Measuring the left atrial pressure from the pulmonary arteries requires temporary, complete occlusion of the pulmonary artery with the balloon on the tip of the Swan-Ganz catheter. Obtaining a high-quality pulmonary capillary wedge pressure is arguably the most difficult wave to obtain during a right heart catheterization, and it is the most important component to distinguish pre- and post-capillary pulmonary hypertension. Identifying a high-quality PCWP requires a few key components. First, there should be a clearly identifiable “a” and “v” wave. Recognizing a clear “a” and “v” wave can help the provider ensure the balloon is not under-wedged. In the case of an under-wedged waveform, the wave tends to resemble a damped pulmonary artery waveform and loses the “a” and “v” waves. Second, there should be obvious respiratory variation.
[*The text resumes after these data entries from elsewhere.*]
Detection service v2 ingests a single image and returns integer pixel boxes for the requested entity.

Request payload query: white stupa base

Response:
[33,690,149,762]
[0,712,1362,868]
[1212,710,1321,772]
In the case of an over-wedged waveform, the PCWP waveform tends to flatten and lose clear variability with respiratory effort. Third, when the balloon is deflated in a wedge position, the waveform should quickly return to a pulmonary artery waveform. Fourth, blood gas can be collected from the distal tip of the Swan-Ganz catheter when the catheter tip balloon is inflated. This blood gas sample should have a SpO2 > 90% [10]. Lastly, fluoroscopy can be used to confirm the correct position of the Swan-Ganz catheter tip. The ideal location for the catheter tip on fluoroscopy is below the level of the left atrium in West lung zone 3. Figure 5 visually summarizes the key components of the PAWP waveform.

Figure 5.

This image demonstrates a PAWP waveform. Relative to the EKG, the “a” and ‘V’ waveforms have been identified. Image created by Aaron Miller.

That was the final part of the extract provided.